After class on a Monday afternoon, rather than rushing away from school grounds, a group of students at bussled into the conference room at Lycée de Kigali. Dressed in white shirts and khaki shirts and pants, 17 girls and boys – members of their school’s Never Again Rwanda (NAR) club – were eager to start up thier monthly youth peace dialogue.
Dozens of students in the districts of Gasabo and Huye are now conducting monthly youth peace dialogues are part of a pilot program for NAR’s Societal Healing program, supported by Interpeace and Sida. The program aims to promote profound healing and reconciliation among Rwandans, with a particular emphasis on youth. The youth dialogue spaces are intended as places where young people can peacefully manage diversity and solve conflicts, to develop critical thinking and to promote healing, transformation and collaboration.

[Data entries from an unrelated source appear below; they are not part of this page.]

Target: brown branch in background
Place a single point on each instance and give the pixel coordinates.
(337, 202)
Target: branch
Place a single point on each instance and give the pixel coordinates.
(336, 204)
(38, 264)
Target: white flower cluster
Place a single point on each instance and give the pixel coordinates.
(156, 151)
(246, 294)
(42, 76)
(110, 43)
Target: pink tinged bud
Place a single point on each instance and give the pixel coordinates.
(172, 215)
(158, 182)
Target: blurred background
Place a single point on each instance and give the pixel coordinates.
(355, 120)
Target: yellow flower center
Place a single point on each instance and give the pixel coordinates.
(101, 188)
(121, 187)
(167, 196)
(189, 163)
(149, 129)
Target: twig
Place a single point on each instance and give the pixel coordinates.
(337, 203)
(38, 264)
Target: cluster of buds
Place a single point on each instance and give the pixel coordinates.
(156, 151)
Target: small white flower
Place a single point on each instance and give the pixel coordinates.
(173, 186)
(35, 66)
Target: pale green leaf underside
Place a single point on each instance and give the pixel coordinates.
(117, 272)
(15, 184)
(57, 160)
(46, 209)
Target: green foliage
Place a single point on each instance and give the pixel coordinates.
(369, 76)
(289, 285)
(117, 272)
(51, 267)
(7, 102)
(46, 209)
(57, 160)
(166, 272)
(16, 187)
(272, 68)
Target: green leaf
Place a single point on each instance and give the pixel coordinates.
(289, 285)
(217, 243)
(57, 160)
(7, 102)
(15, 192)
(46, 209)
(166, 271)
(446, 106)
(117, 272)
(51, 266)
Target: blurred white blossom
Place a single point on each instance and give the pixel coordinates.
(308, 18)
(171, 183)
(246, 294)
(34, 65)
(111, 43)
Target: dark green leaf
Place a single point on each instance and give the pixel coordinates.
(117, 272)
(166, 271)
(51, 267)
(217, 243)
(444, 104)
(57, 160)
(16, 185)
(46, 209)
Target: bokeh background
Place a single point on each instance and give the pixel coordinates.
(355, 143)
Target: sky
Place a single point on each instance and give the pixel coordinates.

The theme of the dialogue for the Lycée de Kigali club was: “How can we peacefully impact our society? ” The discussion centered around how youth in schools could peacefully cohabitate despite their differences.
According to some students, peaceful cohabitation occurs when every community member is able to exchange his or her thoughts and views freely with his neighbor. They referred to this process as social cohesion – something that takes time, and is developed in spaces like their very own NAR club.

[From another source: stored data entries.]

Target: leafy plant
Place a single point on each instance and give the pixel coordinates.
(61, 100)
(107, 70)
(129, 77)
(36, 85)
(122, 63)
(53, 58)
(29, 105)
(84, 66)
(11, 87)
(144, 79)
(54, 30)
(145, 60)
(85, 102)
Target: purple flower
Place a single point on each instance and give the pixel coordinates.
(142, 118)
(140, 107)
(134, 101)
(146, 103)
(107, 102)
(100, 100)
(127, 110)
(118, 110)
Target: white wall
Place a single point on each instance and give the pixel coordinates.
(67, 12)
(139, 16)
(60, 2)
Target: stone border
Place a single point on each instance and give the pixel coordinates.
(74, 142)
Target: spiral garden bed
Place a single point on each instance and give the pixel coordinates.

One club member noted that reconciliation is also an important aspect of peaceful cohabitation: “The time you spend with someone is very important in the reconciliation process; this enables you to build trust and a stronger relationship.”
Other students highlighted some societal issues that they felt require more attention from their community at large, and recommended that such issues be identified and actively addressed. “We should not only educate youth about peacebuilding but our parents and community members as well,” one participant said.
The discussions went on with students suggesting that they could use the youth peace dialogue as a place to talk about issues that they do not feel comfortable bringing up in their families. “This is a nice platform which should be used as a place to discuss sensitive issues that are sometimes considered taboo in our families,” a student said, adding that they could use the space to come up with strategies for dealing with peacebuilding issues in families, such as how to deal with violence in the home, or mental health issues that exist in some families.
We look forward to watching this youth dialogue club grow as we support them to develop their own solutions to the challenges to peace that they face – whether it’s in their own homes, at their school or in their community at large.